İnsanlar et yiyor mu? Eğer biz insan çok, çok daha az olsaydı; eğer hayatlarımız çok daha kısa olsaydı; söz konusu et daha saf ise; aktivite düzeylerimiz daha yüksek olsaydı; eğer edinme yöntemlerimiz hızlı ve temiz ve şefkatliyse; ve / veya gezegenin kaynakları sonsuz olsaydı - cevap iyi olabilir: elbette. Fakat bu koşulların hiçbiri, hakim olan gerçeklikte karşılanmaz. İnsanların ve gezegenin sağlığı, etiğin, epidemiyolojinin ve çevrenin menfaatlerinin hakim olduğu gerçeklikte, insanlar daha az et tüketerek ilerlerler. Sağlığın bizim amacımız olduğu ölçüde, onu da onunla değiştirdiğimiz şey. Pamuklu şekerleme için konserve sığır eti takmayı öneriyorum.

Geleneksel (ve çoğu zaman tatsız) ahlaki yükümlülük anlamında daha az et tüketmemiz gerektiği bir dava bile vardır. Biz kendi sağlığımızı korumak için ahlaki olarak zorunlu olmamakla birlikte, çocuklarımızın yiyeceklerini yememememiz veya çocuklarımızın suyunu tüketmememiz için ahlaki olarak zorunlu olduğunu rahatlıkla söyleyebiliriz. Suyun en çok ihtiyaç duyulduğu yerde yok olduğu ve buzulların denize girmesini dilediğimiz yere sürükleyen hakim bir gerçeklikte yaşıyoruz.

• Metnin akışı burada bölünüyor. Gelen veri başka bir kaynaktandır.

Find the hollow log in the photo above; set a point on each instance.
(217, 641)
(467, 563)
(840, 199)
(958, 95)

Et tüketim rakamları, tüm bu kargaşada ve dolayısıyla kendi cildimizin sınırlarının çok ötesinde bir kültürel zorunluluk oluşturur.

Sonunda, et tüketimiyle ilgili sorularımızın ve cevaplarımızın faydası, kolektif belirsizliğimizin büyük canavarı nasıl bölüştüğümüzle çok ilgili. Daha büyük bir hikayenin sadece küçük bir kısmı ile görüşümüzü bildirmek, bizi Indostan'ın ünlü kör adamlarının şirketlerine götürecektir. Odadaki filin ve daha da önemlisi kendimiz tarafından yaratılan tahribatın tüm zamanlarına aldırış etmeyiz.